Posted by Svasti in Therapy

≈ 2 Comments

Tags

Anxiety, Bad Old Days, branches, Change, clarity, cloud of doom, Confusion, Courage, dread, Expunged, Fear, gunk, Kinesiology, Nourishment, Panic, peace, Purged, remnants, roots, routed, self-honesty, source, That Which Has Been, Universe, wading boots

This entire universe and everything it contains comes from the same place. This I believe unreservedly.

Our roots are common, but it’s difficult to keep that in mind when you think of yourself as one of the branches somewhere at the top of the tree, far removed from the root system even as it ultimately provides the nourishment we need to exist.

We forget, and find it hard to identify with the whole tree, let alone the source of life that animates us. And we think that if we lose all or part of a branch or twig that we associate with ourselves, it’s a catastrophe. That life as we know it is over…

We get stressed, freaked out and whatever other reactions seem appropriate at the time. But this is just change. And our response to change is only as severe as our association with those things that are a-changing. To feel better, we have to learn to let go.

This concept can be applied to our lives at all kinds of macro and micro levels.
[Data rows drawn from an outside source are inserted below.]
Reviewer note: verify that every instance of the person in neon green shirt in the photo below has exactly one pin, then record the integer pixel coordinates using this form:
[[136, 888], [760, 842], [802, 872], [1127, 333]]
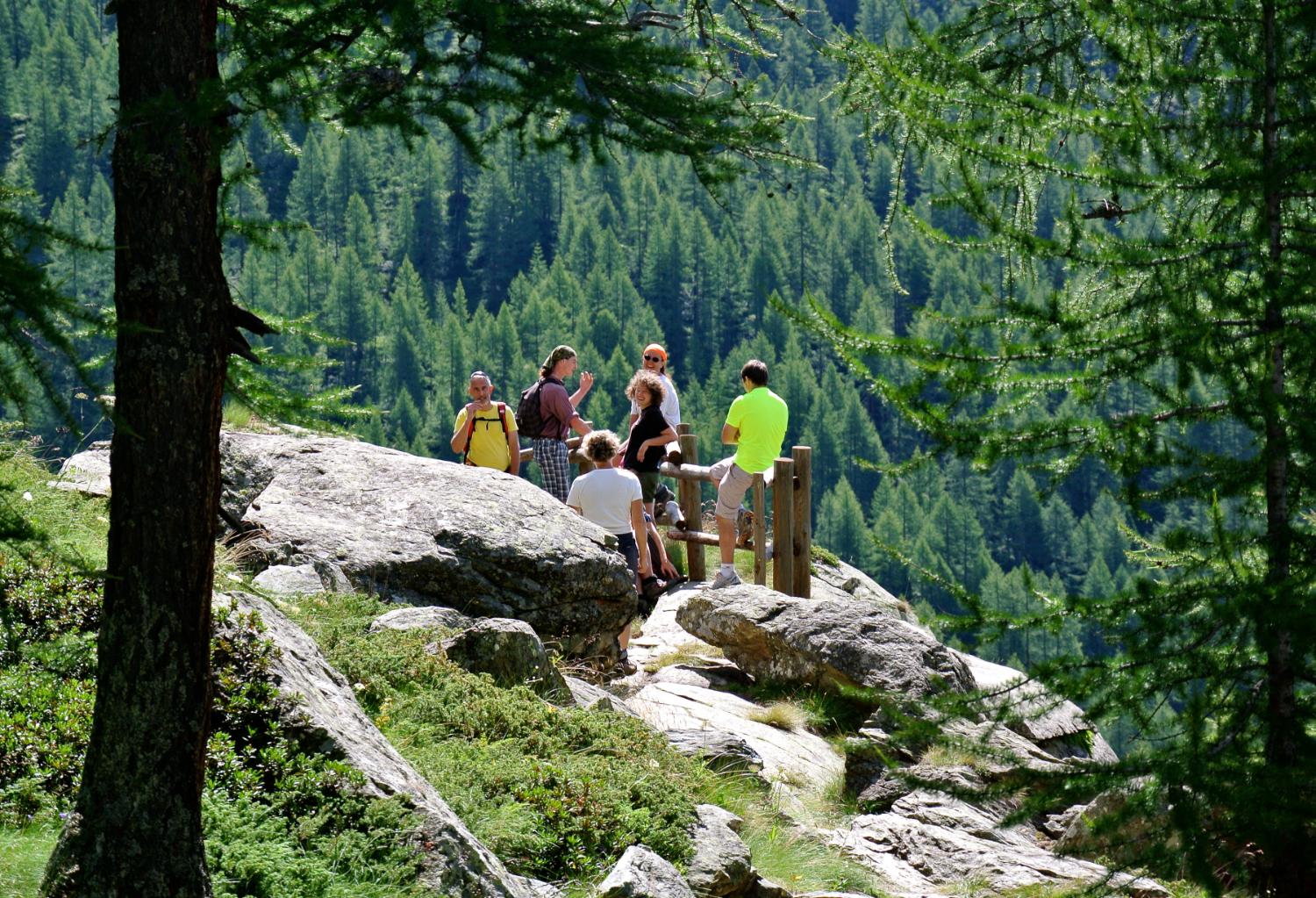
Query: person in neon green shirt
[[755, 426]]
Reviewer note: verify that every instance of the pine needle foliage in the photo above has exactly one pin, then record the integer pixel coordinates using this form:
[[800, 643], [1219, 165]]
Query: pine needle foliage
[[1161, 324], [37, 321], [576, 74]]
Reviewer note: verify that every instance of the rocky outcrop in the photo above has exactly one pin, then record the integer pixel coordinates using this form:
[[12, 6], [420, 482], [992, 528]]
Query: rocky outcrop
[[848, 642], [455, 863], [929, 839], [842, 581], [428, 532], [797, 761], [721, 866], [1050, 723], [87, 471], [719, 750], [415, 529], [289, 579], [510, 652], [423, 618], [641, 873]]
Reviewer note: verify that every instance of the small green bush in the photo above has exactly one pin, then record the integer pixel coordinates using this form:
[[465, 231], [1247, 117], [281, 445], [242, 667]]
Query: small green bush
[[555, 793], [47, 658]]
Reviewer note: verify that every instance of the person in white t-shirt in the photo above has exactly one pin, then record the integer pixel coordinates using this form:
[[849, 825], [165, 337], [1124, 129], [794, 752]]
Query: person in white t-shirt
[[655, 361], [612, 498]]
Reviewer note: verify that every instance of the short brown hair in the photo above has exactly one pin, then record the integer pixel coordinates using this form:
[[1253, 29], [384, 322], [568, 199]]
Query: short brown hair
[[755, 371], [650, 382], [600, 447]]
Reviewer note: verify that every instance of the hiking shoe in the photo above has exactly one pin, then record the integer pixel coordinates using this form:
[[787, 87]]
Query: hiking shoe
[[652, 587], [726, 579]]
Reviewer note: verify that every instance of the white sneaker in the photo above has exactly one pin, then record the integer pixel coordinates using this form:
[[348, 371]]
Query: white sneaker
[[726, 579]]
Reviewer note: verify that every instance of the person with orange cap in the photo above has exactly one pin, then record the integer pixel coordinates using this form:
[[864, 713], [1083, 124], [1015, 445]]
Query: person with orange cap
[[655, 361]]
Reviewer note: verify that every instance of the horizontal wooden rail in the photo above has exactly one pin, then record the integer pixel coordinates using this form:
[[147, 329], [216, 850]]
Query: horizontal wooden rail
[[692, 536]]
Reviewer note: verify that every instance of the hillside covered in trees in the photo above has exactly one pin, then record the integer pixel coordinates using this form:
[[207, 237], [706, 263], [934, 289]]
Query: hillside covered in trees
[[426, 266]]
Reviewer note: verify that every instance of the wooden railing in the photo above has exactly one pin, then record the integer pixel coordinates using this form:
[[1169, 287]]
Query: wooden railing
[[792, 521], [791, 516]]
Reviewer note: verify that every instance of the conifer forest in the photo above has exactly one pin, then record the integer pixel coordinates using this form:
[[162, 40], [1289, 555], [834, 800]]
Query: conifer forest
[[891, 260]]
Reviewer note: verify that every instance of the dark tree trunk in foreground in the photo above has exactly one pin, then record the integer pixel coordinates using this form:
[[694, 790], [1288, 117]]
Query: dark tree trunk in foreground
[[137, 827]]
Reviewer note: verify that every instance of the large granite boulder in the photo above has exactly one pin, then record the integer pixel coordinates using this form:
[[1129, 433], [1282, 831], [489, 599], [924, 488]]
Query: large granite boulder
[[510, 652], [847, 642], [928, 842], [1053, 724], [797, 761], [721, 866], [455, 863], [841, 581], [86, 471], [429, 532], [642, 873]]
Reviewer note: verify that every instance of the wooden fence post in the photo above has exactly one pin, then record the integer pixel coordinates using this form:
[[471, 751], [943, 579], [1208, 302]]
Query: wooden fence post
[[760, 532], [802, 542], [691, 505], [783, 531]]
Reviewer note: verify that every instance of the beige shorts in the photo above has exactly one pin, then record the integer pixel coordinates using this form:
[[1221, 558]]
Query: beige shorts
[[732, 484]]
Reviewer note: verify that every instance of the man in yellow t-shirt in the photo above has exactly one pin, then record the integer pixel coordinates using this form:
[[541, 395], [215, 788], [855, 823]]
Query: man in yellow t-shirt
[[486, 431], [755, 426]]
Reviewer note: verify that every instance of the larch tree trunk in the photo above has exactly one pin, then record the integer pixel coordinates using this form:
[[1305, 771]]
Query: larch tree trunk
[[137, 824]]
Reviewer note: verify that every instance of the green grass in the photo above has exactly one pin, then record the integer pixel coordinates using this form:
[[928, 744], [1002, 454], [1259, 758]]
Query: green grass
[[555, 793], [690, 653], [23, 858], [782, 852], [50, 523], [783, 715]]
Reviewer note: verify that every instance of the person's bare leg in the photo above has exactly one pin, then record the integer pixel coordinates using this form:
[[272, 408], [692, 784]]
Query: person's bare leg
[[726, 539]]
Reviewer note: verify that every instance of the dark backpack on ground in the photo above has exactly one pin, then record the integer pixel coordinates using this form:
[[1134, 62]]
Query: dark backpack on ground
[[528, 416]]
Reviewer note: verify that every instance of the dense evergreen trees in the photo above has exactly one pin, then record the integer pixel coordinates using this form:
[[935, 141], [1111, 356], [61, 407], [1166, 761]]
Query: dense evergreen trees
[[1141, 178], [433, 266]]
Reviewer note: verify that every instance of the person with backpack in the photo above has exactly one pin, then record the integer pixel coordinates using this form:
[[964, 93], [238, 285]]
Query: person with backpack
[[547, 413], [484, 435]]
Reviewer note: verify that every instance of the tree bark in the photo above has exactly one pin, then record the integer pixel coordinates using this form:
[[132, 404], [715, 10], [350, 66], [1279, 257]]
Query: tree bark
[[137, 824]]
Easier said than done sometimes, however!

And I’m reminding myself of this quite purposefully today as I prepare for this evening’s appointment with Kerry from Awaken Kinesiology.

I made the booking last month when I realised I was having some sort of intense energetic response to my five year anniversary. Because I want the remnants of all that gunk routed. Purged. Expunged. So bring it on!!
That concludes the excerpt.